Hello and happy Friday! I hope each of you are taking some time during this busy and stressful time of year - time for yourself, time to pause, time to unwind, and time to reflect.
Upon my own reflection throughout the past week, I found myself returning to the same topic, one that affects many of us: our role as females before even reaching the workplace, our role as females in the classroom. These thoughts were first ignited this past Sunday, December 6, the anniversary of the École Polytechnique massacre, a day we now know as the National Day of Remembrance and Action on Violence Against Women. This terrible tragedy took the lives of 14 young women and injured 10 more - simply because they were women attending university. This day, while a horrific moment in history, offers us an opportunity each year to think about the incredible strides made by and for women in education while simultaneously recognizing the lengths we still have to go.
50 years ago, women only made up 32% of university students; today, women make up a whopping 56% of university students… Yay! …. But access to the system is not where progress ends. Women are still consistently underrepresented in STEM subjects, experience gendered microaggressions on a regular basis, and are 5 times as likely to experience sexual violence on campus as male students. These still very present issues remind us we still have a long way to go.
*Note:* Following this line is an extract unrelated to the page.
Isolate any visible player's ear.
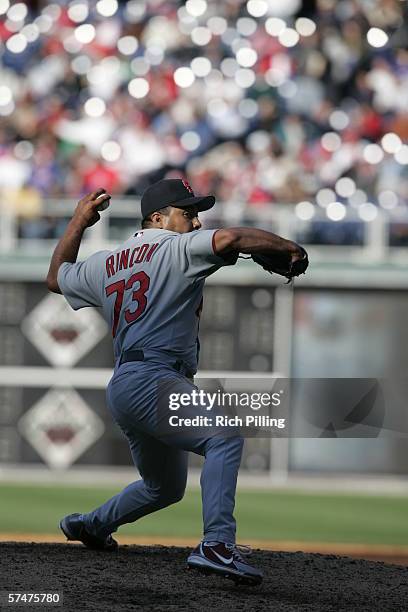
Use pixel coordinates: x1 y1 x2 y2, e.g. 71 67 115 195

As I enter the last semester of my university career, I can speak to nearly four years of experience as a female student. I have been pursuing my degree in Media, Information, and Technoculture - a program renamed predominantly by our male peers as “Mothers In Training” (*eye roll*). This is a primary example of an obstacle faced by female students that often goes untalked about. If you ask me, we need to start conversing about things like this, no matter how seemingly small or insignificant. So let’s start here…
I ask you to reflect on your own experience as a female student with me. I, and countless of my fellow female students, endure “funny” comments made by our male counterparts which work to belittle or discredit our place in a university setting, have you experienced this? Have you remained cool while being interrupted or spoken over during class? Have you recognized the obvious disappointment on your male lab partners face or in his tone when he is told he must work with you? Have you attempted to speak on a gendered issue or use a personal anecdote in class and been shut down by a male instructor?
Did you answer yes to any of these questions? Me too. Now, let's use this reflection to move forward, to encourage conversations with fellow female students, to share experiences, learn and grow from them, and make change. The more we talk about the obstacles we face, the more likely we are to combat and eradicate them.